The California Board of Education passed the expansive new History-Social Science Framework in July calling for knowledge of the history, principles and foundations of American democracy including the Constitution. Most of the attention was focused on a controversial battle over which minority groups should be acknowledged, as well as standards related to LGBT history.

But a lesser-known piece encourages teachers to use participation in school and community projects, and the political process, to teach about politics and society.

To live it, if you will. That is really what we want,” said Sacramento County schools chief David Gordon, who is the co-chairman of the California Task Force on K-12 Civic Learning. “We don’t want them to memorize a bunch of facts, we want them to know what it means. It’s about far more than voting. It’s about learning to give back and making a contribution.”

At Rio Americano High School, seniors Asha Armstrong and Nolan Lease registered voters and held mock elections at the school prior to the November election. Lease also interned at the Sacramento County Voter Registration and Elections Office, while Armstrong interned for the California secretary of state’s office and worked on the re-election campaign for Rep. Ami Bera, D-Elk Grove.

“Influencing other people is really important,” Armstrong said. “Every year, more and more kids are interested in politics, so we should try to get all interested in registering to vote.”

The two shared their work with juniors in Linda Reed’s “Philosophy of Political Thought” class in October. “We want everyone to know that voting is important,” Lease said.

Rio Americano High won the state’s Civic Learning Award of Excellence in 2014. The award, sponsored by state Superintendent of Public Instruction Tom Torlakson and Cantil-Sakauye, asks schools to describe a project in which there has been collaboration, critical thinking and a plan to implement a goal, Cantil-Sakauye said. The students then work with their communities to see the goal realized.

Natomas Pacific Pathways Preparatory School won the top honor this year for its community service, senior projects and law-themed curriculum, said Principal Melissa Mori.

At the Natomas school, often called NP3, all high school students organize a community service project.
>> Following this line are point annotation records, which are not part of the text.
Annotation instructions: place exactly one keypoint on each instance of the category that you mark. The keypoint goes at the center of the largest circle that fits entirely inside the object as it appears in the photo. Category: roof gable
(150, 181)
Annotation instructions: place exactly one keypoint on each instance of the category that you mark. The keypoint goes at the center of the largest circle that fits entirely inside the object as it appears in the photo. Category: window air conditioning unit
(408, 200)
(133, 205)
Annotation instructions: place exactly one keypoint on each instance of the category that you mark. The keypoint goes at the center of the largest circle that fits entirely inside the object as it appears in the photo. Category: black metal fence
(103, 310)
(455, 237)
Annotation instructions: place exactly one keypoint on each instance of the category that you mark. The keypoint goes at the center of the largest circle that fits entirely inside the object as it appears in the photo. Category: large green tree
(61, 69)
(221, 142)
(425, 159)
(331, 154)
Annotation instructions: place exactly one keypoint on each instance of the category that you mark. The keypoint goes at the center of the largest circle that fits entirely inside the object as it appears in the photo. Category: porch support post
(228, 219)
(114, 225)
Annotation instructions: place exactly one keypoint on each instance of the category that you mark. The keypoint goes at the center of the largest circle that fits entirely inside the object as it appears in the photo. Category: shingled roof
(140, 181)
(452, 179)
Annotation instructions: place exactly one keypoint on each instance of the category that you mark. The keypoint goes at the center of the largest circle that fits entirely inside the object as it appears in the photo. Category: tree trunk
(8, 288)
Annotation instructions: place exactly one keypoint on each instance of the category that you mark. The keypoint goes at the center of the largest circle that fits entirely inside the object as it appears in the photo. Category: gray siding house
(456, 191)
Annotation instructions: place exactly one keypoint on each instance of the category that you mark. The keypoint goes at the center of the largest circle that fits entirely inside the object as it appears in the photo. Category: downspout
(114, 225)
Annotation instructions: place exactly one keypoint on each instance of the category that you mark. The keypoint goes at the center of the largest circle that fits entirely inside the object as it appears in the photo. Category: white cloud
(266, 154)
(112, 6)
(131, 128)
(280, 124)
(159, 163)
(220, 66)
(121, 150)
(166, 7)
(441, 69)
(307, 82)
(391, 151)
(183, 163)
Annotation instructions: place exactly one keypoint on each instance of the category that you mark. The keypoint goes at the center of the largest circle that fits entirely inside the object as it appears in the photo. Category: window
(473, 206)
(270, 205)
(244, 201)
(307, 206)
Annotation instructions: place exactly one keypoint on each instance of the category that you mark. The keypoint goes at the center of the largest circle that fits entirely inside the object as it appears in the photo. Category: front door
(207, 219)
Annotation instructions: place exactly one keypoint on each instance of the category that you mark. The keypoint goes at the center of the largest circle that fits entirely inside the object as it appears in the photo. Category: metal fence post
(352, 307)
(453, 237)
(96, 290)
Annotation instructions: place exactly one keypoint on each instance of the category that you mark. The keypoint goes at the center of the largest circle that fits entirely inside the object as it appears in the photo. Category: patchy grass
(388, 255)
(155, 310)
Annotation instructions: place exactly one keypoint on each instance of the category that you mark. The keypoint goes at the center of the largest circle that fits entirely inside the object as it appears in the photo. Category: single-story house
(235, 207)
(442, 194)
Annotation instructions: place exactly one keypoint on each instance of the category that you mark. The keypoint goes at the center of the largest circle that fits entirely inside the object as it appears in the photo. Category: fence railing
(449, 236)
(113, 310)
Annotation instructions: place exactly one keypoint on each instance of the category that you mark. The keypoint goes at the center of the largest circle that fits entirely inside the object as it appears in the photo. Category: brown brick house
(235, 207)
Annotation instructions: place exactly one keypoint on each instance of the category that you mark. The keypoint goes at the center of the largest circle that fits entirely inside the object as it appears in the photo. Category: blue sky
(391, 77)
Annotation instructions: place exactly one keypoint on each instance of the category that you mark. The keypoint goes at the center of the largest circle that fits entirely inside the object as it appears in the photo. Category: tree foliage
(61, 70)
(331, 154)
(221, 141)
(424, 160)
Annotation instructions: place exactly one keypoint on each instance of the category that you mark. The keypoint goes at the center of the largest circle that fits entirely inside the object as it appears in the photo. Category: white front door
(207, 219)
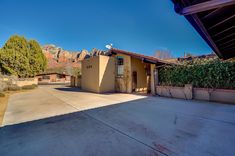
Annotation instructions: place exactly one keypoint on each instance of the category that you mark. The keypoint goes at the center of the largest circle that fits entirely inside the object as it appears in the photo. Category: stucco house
(120, 71)
(49, 78)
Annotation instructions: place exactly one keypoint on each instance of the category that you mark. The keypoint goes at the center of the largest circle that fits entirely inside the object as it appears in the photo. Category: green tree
(22, 58)
(37, 59)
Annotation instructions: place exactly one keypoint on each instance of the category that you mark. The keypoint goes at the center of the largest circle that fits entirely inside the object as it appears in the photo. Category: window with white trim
(120, 66)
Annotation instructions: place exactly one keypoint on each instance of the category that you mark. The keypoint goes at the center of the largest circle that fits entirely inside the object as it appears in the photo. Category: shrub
(2, 94)
(200, 73)
(14, 88)
(29, 86)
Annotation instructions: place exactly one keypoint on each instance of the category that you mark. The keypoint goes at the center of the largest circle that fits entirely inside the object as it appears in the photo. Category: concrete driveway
(114, 124)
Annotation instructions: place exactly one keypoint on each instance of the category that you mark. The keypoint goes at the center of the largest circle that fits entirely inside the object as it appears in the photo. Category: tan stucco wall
(25, 82)
(90, 74)
(124, 84)
(138, 66)
(106, 74)
(98, 74)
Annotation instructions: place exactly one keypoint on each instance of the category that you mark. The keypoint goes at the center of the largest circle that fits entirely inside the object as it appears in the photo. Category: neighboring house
(120, 71)
(53, 78)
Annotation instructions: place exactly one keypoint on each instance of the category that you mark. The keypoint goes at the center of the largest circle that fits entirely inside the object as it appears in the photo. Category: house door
(134, 81)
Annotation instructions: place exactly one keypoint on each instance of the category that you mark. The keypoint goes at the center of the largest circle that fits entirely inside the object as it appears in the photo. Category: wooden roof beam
(204, 6)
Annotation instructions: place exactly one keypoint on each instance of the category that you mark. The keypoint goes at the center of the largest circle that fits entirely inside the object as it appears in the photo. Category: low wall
(75, 82)
(188, 92)
(6, 81)
(26, 81)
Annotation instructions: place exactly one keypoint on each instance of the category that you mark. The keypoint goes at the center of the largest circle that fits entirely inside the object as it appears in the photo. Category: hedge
(200, 73)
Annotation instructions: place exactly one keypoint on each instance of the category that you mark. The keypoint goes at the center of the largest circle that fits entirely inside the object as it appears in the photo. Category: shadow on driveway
(149, 126)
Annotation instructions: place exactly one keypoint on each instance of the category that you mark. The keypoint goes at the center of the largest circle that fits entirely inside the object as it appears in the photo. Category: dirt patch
(4, 102)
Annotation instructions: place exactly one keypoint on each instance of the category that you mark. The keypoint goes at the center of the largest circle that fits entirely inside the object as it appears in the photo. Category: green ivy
(212, 73)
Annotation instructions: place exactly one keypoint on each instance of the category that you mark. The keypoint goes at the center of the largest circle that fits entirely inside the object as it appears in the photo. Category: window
(45, 77)
(120, 66)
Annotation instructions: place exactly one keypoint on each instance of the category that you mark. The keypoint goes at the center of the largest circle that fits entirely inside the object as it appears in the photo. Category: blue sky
(134, 25)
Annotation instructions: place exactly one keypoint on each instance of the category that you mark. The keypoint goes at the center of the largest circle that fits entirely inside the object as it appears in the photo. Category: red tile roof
(144, 58)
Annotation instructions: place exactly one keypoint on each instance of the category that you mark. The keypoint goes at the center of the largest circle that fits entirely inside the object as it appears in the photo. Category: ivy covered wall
(212, 73)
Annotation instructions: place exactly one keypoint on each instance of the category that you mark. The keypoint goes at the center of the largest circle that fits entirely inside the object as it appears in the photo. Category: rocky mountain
(64, 59)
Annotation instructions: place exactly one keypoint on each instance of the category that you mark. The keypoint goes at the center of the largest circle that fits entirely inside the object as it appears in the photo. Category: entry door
(134, 81)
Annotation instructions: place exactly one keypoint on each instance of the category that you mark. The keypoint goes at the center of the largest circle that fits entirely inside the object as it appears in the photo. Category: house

Those range from voter registration drives and book drives to programs on bike safety and research on the re-gentrification of neighborhoods in San Francisco.

Students in NP3 elementary and middle schools take part in the Leader in Me program, which has students at a young age run assemblies, serve as campus greeters and pick up garbage on campus, Mori said.

NP3 teacher Rob Hagarty is hoping that by emphasizing civic engagement, schools will reverse voter apathy among young people.

“Getting them back into that mindset again, I think that is really what the framework is about,” said Hagarty, a member of the state task force.

Sacramento County schools are known for their commitment to civic education, Cantil-Sakauye said.

Six Sacramento County school districts have passed resolutions to develop civic literacy in all students. The Sacramento County Office of Education has established the Action Civics Initiative, a cross-curricular team of educators focused on increasing civic engagement in schools across the county.

Cantil-Sakauye said she made elevating civics education a priority after she was sworn in as chief justice in 2011.

“I have two daughters,” she said in an October interview. “These issues are what they will grow up with. They will grow up with knowing the issue of Black Lives Matter. They will grow up with the concept of police force. They will grow up with the loss of courtesy, respect and integrity in the political election scheme. This is stuff they will grow up with.

“So, if we teach people like my children how to channel it and how to be critical thinkers and how they can also work with people of different opinions toward solutions ... that will be better for all of us down the road.”

Courts and the chief justice have been very influential in moving the civics-based framework forward, Gordon said. “The courts are seeing the impact on their work because they need people who are knowledgeable to be jurors. They have a huge stake on this.”